Sam Brown

Personal information
- Full name: Samuel Brown
- Date of birth: February 10, 1996 (age 30)
- Place of birth: Ann Arbor, Michigan, U.S.
- Height: 6 ft 1 in (1.85 m)
- Position: Central midfielder

College career
- Years: Team / Apps / (Gls)
- 2014–2018: Harvard Crimson / 62 / (3)

Senior career*
- Years: Team / Apps / (Gls)
- 2016: Portland Timbers U23s / 7 / (0)
- 2019–2021: Real Monarchs / 47 / (1)
- 2022: Indy Eleven / 26 / (0)

= Sam Brown (soccer) =

American soccer player

Sam Brown (born February 10, 1996) is an American soccer player who plays as a central midfielder.

== Career ==
=== College and amateur ===
Brown attended and played four years of college soccer at Harvard University between 2014 and 2018, including a redshirted year in 2017. Brown tallied a total of 3 goals and 12 assists in 62 appearances for the Harvard Crimson. Throughout his four years at Harvard, Brown was the Ivy League Rookie of the Year, a two-time Second Team All-Ivy honoree, an NSCAA All-East Region third team honoree, and an Ivy League Honorable Mention. Brown majored in Mechanical Engineering at Harvard and was a resident of Quincy House.

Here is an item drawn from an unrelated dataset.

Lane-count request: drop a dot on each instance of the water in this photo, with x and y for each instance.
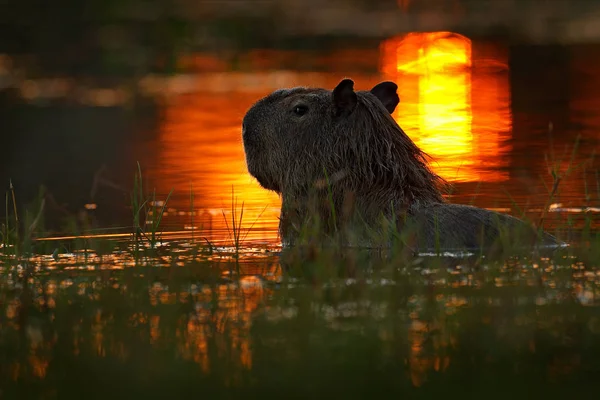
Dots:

While in college, Brown played with PDL side Portland Timbers U23s in 2016.

=== Professional ===
On January 11, 2019, Brown was selected 17th overall in the 2019 MLS SuperDraft by Real Salt Lake. Brown signed for the club's USL Championship affiliate Real Monarchs on February 27, 2019. Brown became the first player from Harvard to be selected in the first round. Brown made his Real Monarchs debut on April 13, 2019, coming on as a second-half substitute for Pablo Enrique Ruíz in a 5–1 loss to New Mexico United.

On December 21, 2021, it was announced that Brown would join USL Championship side Indy Eleven ahead of their 2022 season. He left Indy Eleven following their 2022 season.